Jiang Xiao, Wang Juan, Chen Xijuan, Hong Yun, Wu Tong, Chen Xiaobing, Xia Juan, Cheng Bin
Guangdong Provincial Key Laboratory of Stomatology, Guanghua School of Stomatology, Sun Yat-sen University, Guangzhou, Guangdong 510055, China.
Guangdong Provincial Stomatological Hospital, Guangzhou, Guangdong 510280, China.
Oncotarget. 2016 Mar 29;7(13):16262-72. doi: 10.18632/oncotarget.7585.
Chemokine (C-C motif) ligand 18 (CCL18) has been implicated in the pathogenesis and progression of various cancers; however, in oral squamous cell carcinoma (OSCC), the role of CCL18 is unknown. In this study, we found that CCL18 was overexpressed in primary OSCC tissues and was associated with an advanced clinical stage. CCL18 was found in both the cytoplasm and cell membrane of OSCC cells and was predominantly produced by cancer epithelial cells, as opposed to tumor-infiltrating macrophages. In vitro studies indicated that the effects of endogenous CCL18 on OSCC cell growth, migration, and invasion could be blocked by treatment with a neutralizing anti-CCL18 antibody or CCL18 knockdown, while exogenous recombinant CCL18 (rCCL18) rescued those effects. Akt was activated in rCCL18-treated OSCC cells, while LY294002, a pan-PI3K inhibitor, abolished both endogenous and exogenous CCL18-induced OSCC cell invasion. In vivo, LY294002 treatment attenuated rCCL18-induced OSCC cell growth. Our results indicate that CCL18 acts in an autocrine manner via Akt activation to stimulate OSCC cell growth and invasion during OSCC progression. They also provide a potential therapeutic target for the treatment of oral cancer.
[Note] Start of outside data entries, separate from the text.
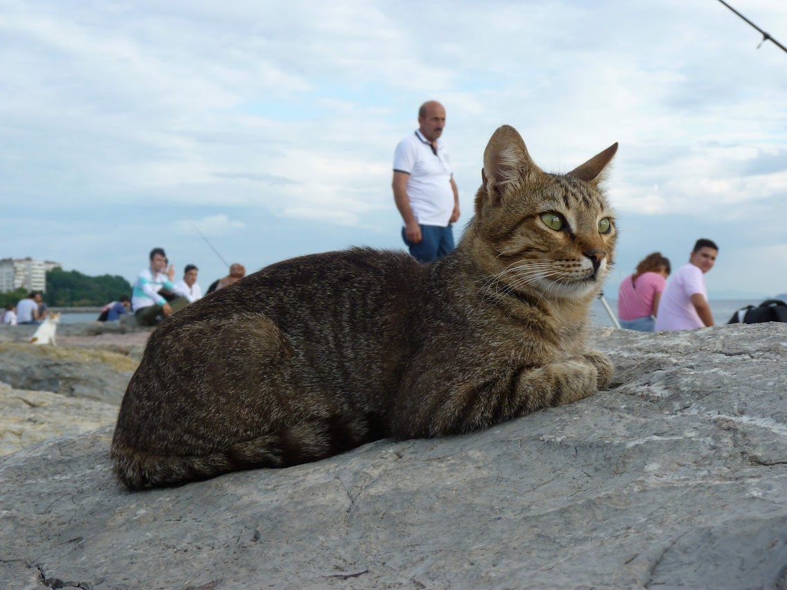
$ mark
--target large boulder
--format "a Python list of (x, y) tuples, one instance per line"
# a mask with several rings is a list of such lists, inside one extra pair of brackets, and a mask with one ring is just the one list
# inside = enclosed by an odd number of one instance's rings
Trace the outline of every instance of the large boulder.
[(139, 361), (116, 352), (0, 343), (0, 382), (119, 405)]
[(609, 391), (128, 492), (112, 428), (0, 458), (0, 587), (787, 588), (787, 326), (603, 330)]
[(0, 455), (49, 438), (81, 434), (117, 420), (117, 404), (0, 383)]

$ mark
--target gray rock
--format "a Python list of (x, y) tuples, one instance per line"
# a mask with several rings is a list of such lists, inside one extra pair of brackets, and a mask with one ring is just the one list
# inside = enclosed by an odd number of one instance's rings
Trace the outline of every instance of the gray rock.
[(0, 383), (0, 455), (48, 438), (81, 434), (117, 421), (117, 404), (13, 389)]
[(0, 343), (0, 382), (119, 405), (139, 360), (117, 352), (67, 346)]
[[(98, 315), (98, 314), (96, 314)], [(0, 342), (28, 342), (38, 326), (0, 326)], [(57, 339), (69, 336), (97, 336), (98, 334), (124, 334), (150, 332), (152, 327), (139, 326), (131, 314), (122, 315), (115, 322), (76, 322), (58, 323)]]
[(601, 330), (610, 391), (130, 493), (112, 429), (0, 458), (0, 587), (787, 588), (787, 326)]

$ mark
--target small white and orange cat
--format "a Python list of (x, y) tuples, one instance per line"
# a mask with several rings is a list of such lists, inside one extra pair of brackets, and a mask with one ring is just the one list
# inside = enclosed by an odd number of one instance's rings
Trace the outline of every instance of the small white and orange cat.
[(54, 346), (57, 344), (54, 335), (58, 322), (60, 322), (60, 312), (50, 312), (33, 334), (30, 344), (50, 344)]

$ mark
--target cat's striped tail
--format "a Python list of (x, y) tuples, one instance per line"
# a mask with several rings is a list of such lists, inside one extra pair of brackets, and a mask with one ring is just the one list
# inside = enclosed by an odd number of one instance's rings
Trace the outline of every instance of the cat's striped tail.
[(109, 457), (117, 479), (131, 490), (178, 485), (231, 471), (289, 467), (318, 461), (385, 437), (364, 417), (312, 420), (250, 441), (230, 444), (209, 455), (157, 455), (127, 444), (117, 436)]

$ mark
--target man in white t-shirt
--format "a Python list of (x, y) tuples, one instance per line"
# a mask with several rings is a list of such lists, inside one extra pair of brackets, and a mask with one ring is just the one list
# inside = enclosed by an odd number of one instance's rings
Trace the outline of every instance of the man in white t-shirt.
[(678, 268), (667, 282), (656, 317), (656, 331), (713, 326), (705, 273), (713, 268), (718, 255), (719, 246), (713, 241), (704, 238), (696, 241), (689, 264)]
[(421, 105), (419, 127), (402, 139), (394, 156), (394, 200), (402, 218), (410, 254), (431, 262), (453, 249), (451, 223), (459, 219), (459, 191), (440, 136), (445, 109), (437, 101)]
[(41, 323), (46, 317), (46, 312), (39, 311), (39, 306), (43, 300), (41, 293), (31, 291), (30, 294), (17, 304), (17, 321), (19, 323)]
[(183, 269), (183, 278), (175, 284), (175, 293), (183, 295), (189, 303), (194, 303), (202, 297), (202, 289), (197, 284), (197, 273), (199, 269), (195, 264), (187, 264)]

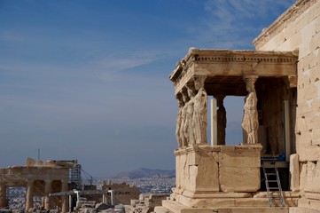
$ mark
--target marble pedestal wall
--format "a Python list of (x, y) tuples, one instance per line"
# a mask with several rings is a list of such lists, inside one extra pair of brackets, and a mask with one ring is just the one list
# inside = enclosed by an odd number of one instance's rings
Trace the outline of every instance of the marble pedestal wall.
[(197, 145), (176, 150), (176, 188), (172, 199), (189, 206), (191, 199), (257, 192), (261, 148), (261, 145)]
[(292, 179), (291, 190), (300, 191), (300, 207), (320, 209), (320, 1), (298, 0), (254, 44), (258, 51), (298, 51), (293, 153), (300, 178)]

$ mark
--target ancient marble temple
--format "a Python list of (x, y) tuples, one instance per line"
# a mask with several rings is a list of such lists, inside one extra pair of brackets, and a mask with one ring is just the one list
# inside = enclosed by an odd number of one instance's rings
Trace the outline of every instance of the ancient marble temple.
[[(320, 212), (320, 1), (298, 0), (254, 44), (190, 48), (171, 73), (176, 187), (156, 212)], [(229, 96), (244, 98), (238, 146), (225, 137)], [(269, 156), (282, 160), (276, 211), (261, 182)]]

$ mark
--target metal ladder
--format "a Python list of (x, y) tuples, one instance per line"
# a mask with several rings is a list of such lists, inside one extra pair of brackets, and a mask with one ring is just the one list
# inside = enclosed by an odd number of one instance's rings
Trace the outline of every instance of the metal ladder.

趋化因子(C-C基序)配体18(CCL18)与多种癌症的发病机制和进展有关;然而,在口腔鳞状细胞癌(OSCC)中,CCL18的作用尚不清楚。在本研究中,我们发现CCL18在原发性OSCC组织中过表达,并与晚期临床分期相关。CCL18在OSCC细胞的细胞质和细胞膜中均有发现,主要由癌上皮细胞产生,而非肿瘤浸润巨噬细胞。体外研究表明,用中和抗CCL18抗体处理或敲低CCL18可阻断内源性CCL18对OSCC细胞生长、迁移和侵袭的影响,而外源性重组CCL18(rCCL18)可恢复这些影响。在rCCL18处理的OSCC细胞中Akt被激活,而泛PI3K抑制剂LY294002可消除内源性和外源性CCL18诱导的OSCC细胞侵袭。在体内,LY294002处理可减弱rCCL18诱导的OSCC细胞生长。我们的结果表明,CCL18在OSCC进展过程中通过激活Akt以自分泌方式刺激OSCC细胞生长和侵袭。它们还为口腔癌的治疗提供了一个潜在的治疗靶点。